Se projeter dans la France de la fin du siècle revient d’abord à étudier le niveau de surchauffe du climat. Dans le scénario de fortes émissions, le pays connaîtra en moyenne sur l’année des températures supérieures de 4 degrés à celles de la période de référence, 1976-2005, lors de laquelle le changement climatique avait déjà débuté. Cela cache des disparités selon les saisons : les étés pourront être jusqu’à 7°C plus chauds et seront moins pluvieux, avec une baisse estimée à 23 % dans le pays, et jusqu’à 30 % en moyenne dans le Sud-Ouest.
Cette modification aura un effet direct sur les cours d’eau à la même période. Sous l’effet combiné d’une évaporation accrue de 25 %, de précipitations moins abondantes et de la diminution du manteau neigeux, le débit moyen estival des rivières (le volume d’eau qui s’écoule) en France sera inférieur de 30 % à celui de la fin du XXe siècle.
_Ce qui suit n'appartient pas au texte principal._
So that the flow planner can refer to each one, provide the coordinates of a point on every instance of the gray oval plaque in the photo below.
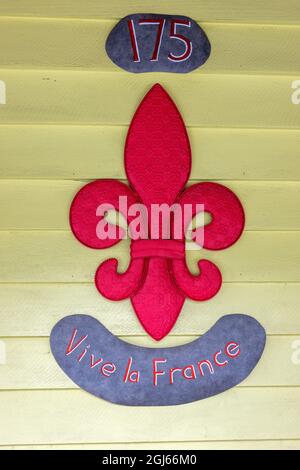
(119, 372)
(158, 43)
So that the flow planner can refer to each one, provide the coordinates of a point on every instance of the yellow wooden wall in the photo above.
(64, 122)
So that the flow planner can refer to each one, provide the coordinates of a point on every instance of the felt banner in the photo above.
(122, 373)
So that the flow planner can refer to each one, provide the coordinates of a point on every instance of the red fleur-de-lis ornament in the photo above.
(158, 164)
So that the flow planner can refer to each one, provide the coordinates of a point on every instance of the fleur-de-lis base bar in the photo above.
(158, 165)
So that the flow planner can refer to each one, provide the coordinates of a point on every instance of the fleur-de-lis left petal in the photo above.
(158, 164)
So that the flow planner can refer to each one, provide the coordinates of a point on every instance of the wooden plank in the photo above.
(88, 152)
(30, 364)
(33, 309)
(92, 97)
(44, 205)
(46, 417)
(58, 257)
(193, 445)
(270, 11)
(48, 44)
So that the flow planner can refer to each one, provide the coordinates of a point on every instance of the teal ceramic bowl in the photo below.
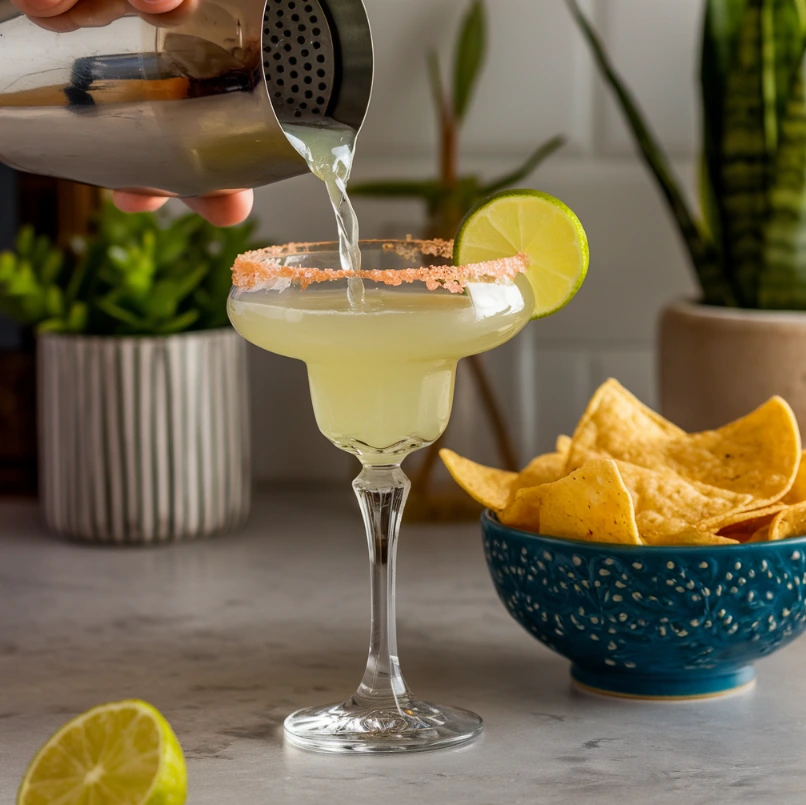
(652, 622)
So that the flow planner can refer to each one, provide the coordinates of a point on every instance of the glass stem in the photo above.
(382, 493)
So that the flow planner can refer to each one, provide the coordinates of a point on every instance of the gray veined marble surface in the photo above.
(228, 636)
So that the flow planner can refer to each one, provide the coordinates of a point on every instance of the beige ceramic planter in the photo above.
(717, 364)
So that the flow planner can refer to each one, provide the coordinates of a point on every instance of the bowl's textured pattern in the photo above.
(637, 612)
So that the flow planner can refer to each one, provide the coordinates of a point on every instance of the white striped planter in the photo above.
(143, 440)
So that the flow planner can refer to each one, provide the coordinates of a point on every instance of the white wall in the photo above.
(539, 82)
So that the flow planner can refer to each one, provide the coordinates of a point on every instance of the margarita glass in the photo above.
(382, 376)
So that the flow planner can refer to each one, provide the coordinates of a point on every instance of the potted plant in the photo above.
(142, 390)
(744, 339)
(448, 197)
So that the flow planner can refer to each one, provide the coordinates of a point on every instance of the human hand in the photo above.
(221, 209)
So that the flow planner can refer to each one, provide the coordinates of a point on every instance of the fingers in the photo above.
(155, 6)
(223, 210)
(43, 8)
(134, 202)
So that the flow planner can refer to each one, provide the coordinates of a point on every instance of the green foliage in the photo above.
(449, 197)
(139, 275)
(749, 249)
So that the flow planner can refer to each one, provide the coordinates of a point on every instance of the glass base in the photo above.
(412, 726)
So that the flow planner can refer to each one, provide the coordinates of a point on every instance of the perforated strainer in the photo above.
(299, 58)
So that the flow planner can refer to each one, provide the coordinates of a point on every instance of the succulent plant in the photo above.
(139, 275)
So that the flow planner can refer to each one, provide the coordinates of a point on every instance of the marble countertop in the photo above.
(228, 636)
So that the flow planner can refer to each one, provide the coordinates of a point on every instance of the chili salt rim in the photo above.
(256, 268)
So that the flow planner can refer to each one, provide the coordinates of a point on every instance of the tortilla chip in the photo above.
(762, 535)
(757, 456)
(743, 525)
(690, 536)
(617, 425)
(797, 493)
(486, 485)
(665, 503)
(543, 470)
(590, 504)
(790, 522)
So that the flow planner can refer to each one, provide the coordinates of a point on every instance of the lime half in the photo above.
(124, 753)
(535, 224)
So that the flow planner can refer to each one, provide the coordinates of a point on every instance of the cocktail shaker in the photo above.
(186, 103)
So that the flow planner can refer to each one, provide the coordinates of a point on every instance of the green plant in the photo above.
(450, 196)
(139, 275)
(749, 247)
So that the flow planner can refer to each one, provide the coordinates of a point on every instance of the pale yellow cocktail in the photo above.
(382, 375)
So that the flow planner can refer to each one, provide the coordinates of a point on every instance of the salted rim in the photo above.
(255, 269)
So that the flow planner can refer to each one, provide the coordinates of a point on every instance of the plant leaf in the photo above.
(528, 167)
(179, 324)
(115, 311)
(782, 272)
(704, 256)
(437, 90)
(470, 53)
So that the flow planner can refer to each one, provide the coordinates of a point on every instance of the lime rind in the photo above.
(167, 781)
(490, 242)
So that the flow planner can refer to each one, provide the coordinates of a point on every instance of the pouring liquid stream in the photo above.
(329, 149)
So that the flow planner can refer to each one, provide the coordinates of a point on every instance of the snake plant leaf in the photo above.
(470, 53)
(782, 272)
(721, 26)
(742, 164)
(524, 171)
(704, 255)
(54, 301)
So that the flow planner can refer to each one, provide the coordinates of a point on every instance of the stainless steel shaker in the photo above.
(185, 103)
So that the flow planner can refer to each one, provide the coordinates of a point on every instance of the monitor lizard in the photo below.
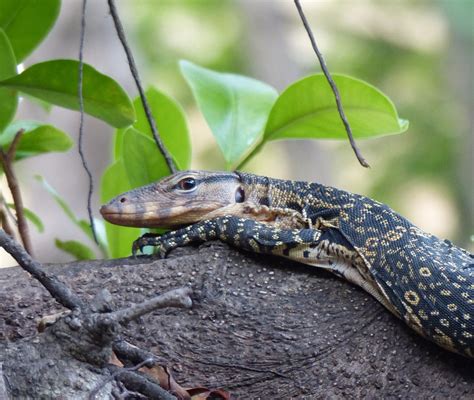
(425, 281)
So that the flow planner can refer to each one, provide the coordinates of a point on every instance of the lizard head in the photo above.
(182, 198)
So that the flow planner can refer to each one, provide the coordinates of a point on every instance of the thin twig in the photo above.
(141, 384)
(359, 156)
(173, 298)
(134, 71)
(52, 284)
(81, 123)
(130, 354)
(115, 374)
(7, 160)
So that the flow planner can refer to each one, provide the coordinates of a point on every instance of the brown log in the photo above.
(260, 327)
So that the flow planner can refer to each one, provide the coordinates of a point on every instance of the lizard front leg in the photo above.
(243, 233)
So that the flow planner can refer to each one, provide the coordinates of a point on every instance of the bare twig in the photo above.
(115, 374)
(173, 298)
(53, 285)
(134, 71)
(141, 384)
(337, 96)
(130, 354)
(81, 123)
(7, 160)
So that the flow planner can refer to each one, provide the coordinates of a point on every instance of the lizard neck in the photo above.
(280, 193)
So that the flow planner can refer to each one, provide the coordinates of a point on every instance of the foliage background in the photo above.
(420, 53)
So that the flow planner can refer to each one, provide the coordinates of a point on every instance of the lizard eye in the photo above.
(239, 195)
(187, 184)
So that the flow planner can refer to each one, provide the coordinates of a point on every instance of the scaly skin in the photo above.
(423, 280)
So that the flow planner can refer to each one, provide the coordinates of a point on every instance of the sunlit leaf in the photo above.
(171, 123)
(76, 249)
(27, 22)
(36, 139)
(235, 107)
(56, 81)
(8, 96)
(307, 109)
Avec là aussi des situations possiblement plus marquées localement : «Les baisses les plus sensibles concernent le Sud-Ouest (-50 %), les Alpes (-50 %) et le secteur méditerranéen (-40 %).» Cela pourrait donc mener à encore plus de tensions et de restrictions estivales. Durant l’hiver en revanche, les pluies devraient être 20 % plus abondantes en moyenne sur l’Hexagone, notamment dans le Nord où elles augmenteront de 24 %. Cette tendance humide sera plus «faible, voire incertaine, dans le Sud», précise l’étude.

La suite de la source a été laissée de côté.